La forme pronominale de « trouver » n’est pas employée en LSQ :
- je me trouve au premier étage → je suis au premier étage ;
- où se trouve la Slovénie ? → où se situe/où est Slovénie ? ;
- elle se trouve grosse → elle se sent grosse ;
- cette opinion se trouve chez les extrémistes → cette opinion appartient aux extrémistes.
On n’emploie pas non plus « trouver » dans une forme impersonnelle :
- il se trouve que vous avez tort → en vérité, vous avez tort.

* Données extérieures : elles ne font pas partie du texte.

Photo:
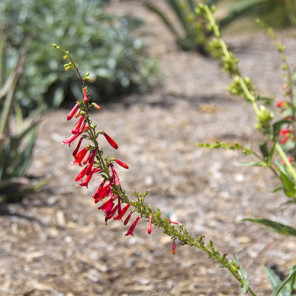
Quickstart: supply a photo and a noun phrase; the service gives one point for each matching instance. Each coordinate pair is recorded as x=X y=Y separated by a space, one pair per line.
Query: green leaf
x=273 y=278
x=264 y=150
x=276 y=226
x=276 y=127
x=243 y=275
x=225 y=145
x=164 y=18
x=289 y=185
x=283 y=286
x=254 y=163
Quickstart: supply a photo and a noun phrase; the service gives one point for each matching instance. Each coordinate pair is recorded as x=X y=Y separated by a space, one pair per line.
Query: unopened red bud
x=150 y=224
x=124 y=165
x=98 y=107
x=127 y=218
x=173 y=251
x=85 y=99
x=73 y=111
x=110 y=141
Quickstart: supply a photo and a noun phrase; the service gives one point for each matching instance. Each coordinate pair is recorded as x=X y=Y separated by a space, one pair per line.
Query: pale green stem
x=285 y=159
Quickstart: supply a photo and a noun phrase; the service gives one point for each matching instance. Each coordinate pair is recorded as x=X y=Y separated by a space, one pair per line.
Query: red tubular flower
x=107 y=206
x=281 y=103
x=127 y=218
x=98 y=107
x=114 y=175
x=284 y=135
x=81 y=175
x=80 y=155
x=124 y=165
x=77 y=126
x=86 y=158
x=173 y=251
x=104 y=193
x=85 y=99
x=70 y=140
x=174 y=222
x=98 y=192
x=92 y=156
x=82 y=128
x=111 y=213
x=132 y=228
x=110 y=141
x=89 y=168
x=86 y=180
x=77 y=147
x=123 y=211
x=73 y=111
x=150 y=224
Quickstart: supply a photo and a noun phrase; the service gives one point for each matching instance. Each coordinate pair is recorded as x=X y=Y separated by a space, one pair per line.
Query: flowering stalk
x=243 y=87
x=112 y=197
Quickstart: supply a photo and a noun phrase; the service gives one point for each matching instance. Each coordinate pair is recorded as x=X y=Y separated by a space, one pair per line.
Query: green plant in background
x=191 y=32
x=119 y=57
x=112 y=199
x=277 y=13
x=273 y=154
x=194 y=34
x=17 y=137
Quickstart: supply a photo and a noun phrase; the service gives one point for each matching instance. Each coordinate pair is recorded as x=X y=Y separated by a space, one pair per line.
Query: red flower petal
x=124 y=165
x=132 y=228
x=73 y=111
x=110 y=141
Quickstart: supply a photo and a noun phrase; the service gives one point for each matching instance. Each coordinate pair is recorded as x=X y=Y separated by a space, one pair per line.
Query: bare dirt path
x=56 y=243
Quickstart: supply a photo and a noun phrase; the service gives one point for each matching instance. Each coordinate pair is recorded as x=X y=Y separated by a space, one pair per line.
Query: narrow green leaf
x=276 y=127
x=276 y=226
x=289 y=185
x=273 y=278
x=243 y=275
x=163 y=17
x=285 y=283
x=254 y=163
x=264 y=150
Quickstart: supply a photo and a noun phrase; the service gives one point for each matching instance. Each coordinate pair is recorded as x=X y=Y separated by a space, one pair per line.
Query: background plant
x=17 y=137
x=275 y=13
x=111 y=195
x=271 y=153
x=119 y=58
x=191 y=33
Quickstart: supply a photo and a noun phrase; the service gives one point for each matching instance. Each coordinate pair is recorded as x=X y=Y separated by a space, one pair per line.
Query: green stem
x=285 y=159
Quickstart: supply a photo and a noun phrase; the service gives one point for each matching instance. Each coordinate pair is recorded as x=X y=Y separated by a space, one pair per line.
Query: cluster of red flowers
x=87 y=158
x=285 y=133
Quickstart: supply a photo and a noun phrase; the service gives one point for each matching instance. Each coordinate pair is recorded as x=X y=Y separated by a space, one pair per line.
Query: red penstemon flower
x=123 y=211
x=149 y=224
x=133 y=226
x=73 y=111
x=110 y=141
x=173 y=251
x=127 y=218
x=89 y=158
x=121 y=163
x=70 y=139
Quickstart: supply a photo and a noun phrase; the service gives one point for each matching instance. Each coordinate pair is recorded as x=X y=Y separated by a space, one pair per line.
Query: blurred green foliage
x=274 y=13
x=190 y=32
x=103 y=42
x=17 y=136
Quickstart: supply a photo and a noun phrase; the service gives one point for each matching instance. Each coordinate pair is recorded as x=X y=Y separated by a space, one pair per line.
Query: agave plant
x=275 y=13
x=194 y=32
x=17 y=139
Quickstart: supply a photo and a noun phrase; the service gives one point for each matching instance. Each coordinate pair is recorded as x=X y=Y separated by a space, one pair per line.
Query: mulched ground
x=56 y=242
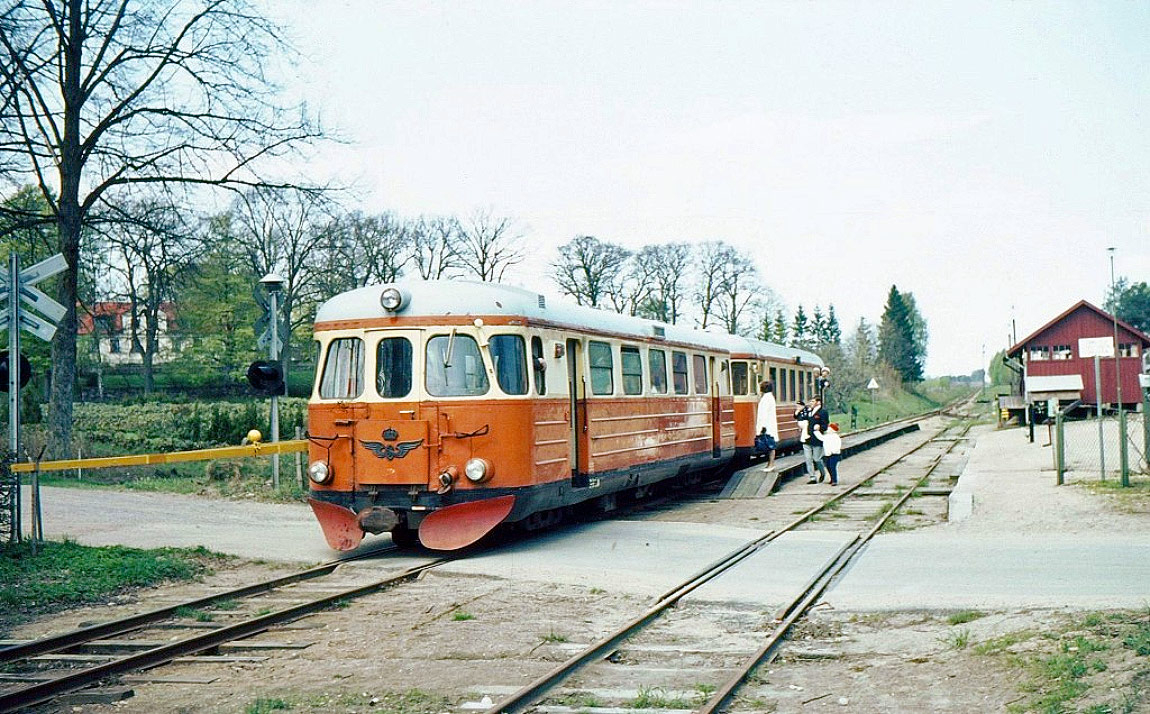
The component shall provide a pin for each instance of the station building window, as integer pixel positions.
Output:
(657, 363)
(507, 352)
(454, 367)
(679, 371)
(343, 370)
(700, 374)
(631, 363)
(393, 367)
(602, 368)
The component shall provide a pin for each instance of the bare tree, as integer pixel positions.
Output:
(99, 97)
(740, 292)
(489, 245)
(435, 246)
(588, 267)
(667, 267)
(154, 245)
(282, 231)
(361, 251)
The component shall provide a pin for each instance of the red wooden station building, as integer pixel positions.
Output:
(1052, 367)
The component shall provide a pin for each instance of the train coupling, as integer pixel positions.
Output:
(377, 520)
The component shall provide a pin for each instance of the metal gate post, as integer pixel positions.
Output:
(1059, 447)
(1124, 447)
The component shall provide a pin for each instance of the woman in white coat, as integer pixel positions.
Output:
(766, 420)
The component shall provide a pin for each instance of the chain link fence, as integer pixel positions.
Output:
(1113, 446)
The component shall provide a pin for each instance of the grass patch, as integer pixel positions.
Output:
(958, 639)
(552, 636)
(64, 573)
(966, 615)
(1081, 665)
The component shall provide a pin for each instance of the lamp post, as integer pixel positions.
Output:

Le verbe « trouver » est employé fréquemment mais son usage est beaucoup plus restreint en LSQ qu’en français. Pour terminer, voici quelques expressions françaises comprenant ce verbe :
- trouver le temps long / s’ennuyer ;
- trouver chaussure à son pied / rencontrer une personne qui nous convient ;
- trouver son compte / reconnaître où est son avantage, son intérêt ;
- trouver porte close / aller quelque part où les gens sont absents ;
- trouver grâce au yeux de quelqu’un / plaire à quelqu’un, être pardonné ;
- trouver à redire / chercher des moyens de critiquer ;
- se trouver nez à nez / être à égalité dans une compétition ;
- se trouver sur son chemin / créer un obstacle pour un autre ;
- se trouver dans de beaux draps / être dans une situation gênante ;
- se trouver mal / sentir un malaise.
Conclusion
Nous avons relevé un grand nombre de cas illustrant les manières de construire des énoncés français avec les verbes « donner » et « trouver » en faisant valoir quelques pistes dans l’interprétation de ces derniers pour éviter de produire des phrases agrammaticales en LSQ. Il va sans dire que cette analyse est conduite sur la base de nos intuitions personnelles et que des recherches sérieuses avec des informateurs sourds auraient l’avantage de présenter des données plus formelles. Néanmoins, nos observations devraient ouvrir le champ à un processus d’auto-analyse de vos propres pratiques. Posez des questions autour de vous, consultez les personnes sourdes que vous connaissez, vos collègues, vos amis. L’essentiel, à nos yeux, est de chercher à améliorer la qualité de notre interprétation. Lorsque l’on désire devenir interprète, on cherche en premier lieu à « régler le cas » des mots usuels. Comment signer « se mériter », « réprouver », « confondre » ? Il faut vite en venir à se demander : « comment se signe, de façon naturelle dans la langue, l’idée de … ».
Références
La version originale de cet article a été rédigée et publiée dans le site sur l'interprétation en langue des signes québécoise (désormais fermé) par Danielle-Claude Bélanger, interprète, enseignante et conseillère pédagogique au cégep du Vieux Montréal (Québec), actuellement chargée de cours au Département de linguistique et de didactique des langue à l'Université du Québec à Montréal UQAM et conseillère pédagogique au Collège de Maisonneuve.